Avoiding Cache Stampede at DoorDash
By Zohaib Sibte Hassan, Software Engineer at DoorDash
One of the core mottoes on the engineering team at DoorDash is:
We are only as good as our next delivery!
With high traffic loads and orders flying in, every engineering decision has a critical impact on what our customers, merchants, and dashers will experience. We have to pay careful attention to the details and performance of the system to ensure all three sides of the business are operating flawlessly.
The game of caches
Caching is one common, and well-practiced way to reduce load on database and improve latency for any particular service. This is usually effective for read intensive systems e.g. fetching a menu for a restaurant. In-memory data stores such as Redis, and Memcached are commonly used tools for such a task; though they introduce additional serialize/deserialize, and network overhead. This overhead can be reduced with the help of in-process thread-safe cache (usually an LRU hash map). This in-process cache serves as an L1 cache, while Redis serves as an L2 cache, and the DB serves as master.
Reads are optimized when the L1 cache has been populated with required entries.

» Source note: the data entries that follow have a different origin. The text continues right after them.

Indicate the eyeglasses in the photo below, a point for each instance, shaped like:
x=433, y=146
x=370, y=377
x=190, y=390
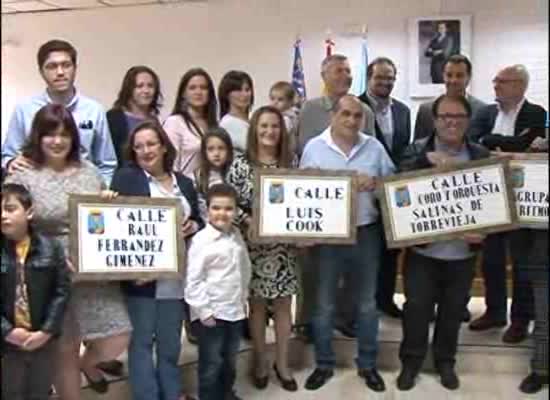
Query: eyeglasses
x=454, y=117
x=54, y=66
x=140, y=148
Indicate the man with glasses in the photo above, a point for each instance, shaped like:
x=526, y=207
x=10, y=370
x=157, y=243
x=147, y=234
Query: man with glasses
x=457, y=72
x=512, y=124
x=57, y=66
x=393, y=129
x=439, y=272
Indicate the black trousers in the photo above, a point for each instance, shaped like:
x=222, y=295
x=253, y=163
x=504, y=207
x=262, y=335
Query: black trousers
x=27, y=375
x=494, y=278
x=429, y=281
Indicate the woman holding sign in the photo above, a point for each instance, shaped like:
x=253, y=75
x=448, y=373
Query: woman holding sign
x=96, y=312
x=156, y=308
x=442, y=271
x=273, y=265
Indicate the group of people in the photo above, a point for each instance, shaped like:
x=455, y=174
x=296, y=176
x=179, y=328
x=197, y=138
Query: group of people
x=205, y=154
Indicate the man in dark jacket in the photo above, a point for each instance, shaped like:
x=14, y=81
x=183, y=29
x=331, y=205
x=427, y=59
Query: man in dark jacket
x=439, y=272
x=35, y=291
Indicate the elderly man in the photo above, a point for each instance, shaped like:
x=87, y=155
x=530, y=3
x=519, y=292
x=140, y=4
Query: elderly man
x=440, y=272
x=512, y=124
x=57, y=66
x=393, y=130
x=342, y=146
x=314, y=119
x=457, y=72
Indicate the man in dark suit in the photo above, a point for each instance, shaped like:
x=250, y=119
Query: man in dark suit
x=393, y=130
x=512, y=124
x=457, y=72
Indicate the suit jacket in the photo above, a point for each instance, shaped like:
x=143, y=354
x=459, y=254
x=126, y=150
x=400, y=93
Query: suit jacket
x=401, y=115
x=530, y=116
x=119, y=132
x=132, y=181
x=424, y=125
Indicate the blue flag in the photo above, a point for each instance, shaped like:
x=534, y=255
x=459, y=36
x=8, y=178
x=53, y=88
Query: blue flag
x=298, y=81
x=359, y=85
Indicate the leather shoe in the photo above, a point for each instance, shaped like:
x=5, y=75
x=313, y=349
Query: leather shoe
x=486, y=322
x=533, y=383
x=373, y=379
x=406, y=379
x=449, y=379
x=318, y=378
x=287, y=384
x=391, y=310
x=113, y=367
x=260, y=382
x=516, y=332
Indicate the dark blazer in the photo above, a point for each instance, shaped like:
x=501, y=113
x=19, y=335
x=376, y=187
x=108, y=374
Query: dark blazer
x=47, y=280
x=132, y=181
x=530, y=116
x=118, y=126
x=401, y=115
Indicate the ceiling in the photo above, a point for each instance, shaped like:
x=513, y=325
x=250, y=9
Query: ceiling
x=32, y=6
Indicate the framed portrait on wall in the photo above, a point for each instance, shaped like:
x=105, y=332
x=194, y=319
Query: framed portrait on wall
x=431, y=41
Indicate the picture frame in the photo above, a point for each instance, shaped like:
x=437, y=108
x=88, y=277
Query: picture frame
x=304, y=206
x=126, y=238
x=432, y=40
x=444, y=203
x=529, y=179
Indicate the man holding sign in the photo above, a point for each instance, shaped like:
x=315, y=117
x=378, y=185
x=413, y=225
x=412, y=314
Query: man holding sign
x=442, y=271
x=343, y=147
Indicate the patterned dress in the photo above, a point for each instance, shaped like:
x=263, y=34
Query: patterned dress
x=273, y=265
x=98, y=306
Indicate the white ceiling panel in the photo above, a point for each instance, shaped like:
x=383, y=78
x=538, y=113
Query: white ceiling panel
x=33, y=5
x=74, y=3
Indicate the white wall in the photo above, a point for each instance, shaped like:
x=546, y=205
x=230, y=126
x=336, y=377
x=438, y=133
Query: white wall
x=257, y=36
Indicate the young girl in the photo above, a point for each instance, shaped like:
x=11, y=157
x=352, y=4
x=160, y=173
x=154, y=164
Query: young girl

The problem arises when there is a cache miss, which can be due to cache expiration, deployment roll-out, or a server restart. In this case, new requests must go to L2 or DB to read the value again. Doing so during peak hours, and high load can result in multiple parallel duplicate reads. This behavior is usually known as Cache stampeding or Cache Miss Storm, which causes a spike in both network traffic and latency.
There are some existing approaches that rely on locking, or an external system refreshing the cache, or probabilistic early expiration. At DoorDash we wanted to solve the cache stampede that could be caused by a L1 cache miss, resulting in parallel duplicate reads to L2 or DB. Using built-in constructs from Kotlin coroutines we solved the problem without inventing another complex library. Towards the end of this post we will share some numbers and results we achieved. We heavily rely on GRPC, Netty and Kotlin coroutines to keep the internal microservices performant. This article assumes that readers have some basic understanding of coroutines, or the equivalent in their technology stack (Go calls them go-routines, C# calls them tasks, Python 3 also calls them coroutines etc.). While the solution discussed here is more specific to Kotlin, the general idea holds true everywhere and works really well for any event loop based async system. For example, the same effect can be achieved using Node.js promise with a simple dictionary.
The debouncer approach
To solve the problem, we took inspiration from something front-end engineers use frequently. Debouncing is a common practice in the JS world to prevent duplicate events from firing and causing noise in the system. A well-known way to create a debouncing function looks something like this (using lodash or underscore.js):
let debouncedFetchData = _.debounce(fetchData, 100); // use debouncedFetchData …
The above line creates a debounced function that delays invoking
fetchDatauntil after 100 milliseconds have elapsed since the last time the debounced function was invoked.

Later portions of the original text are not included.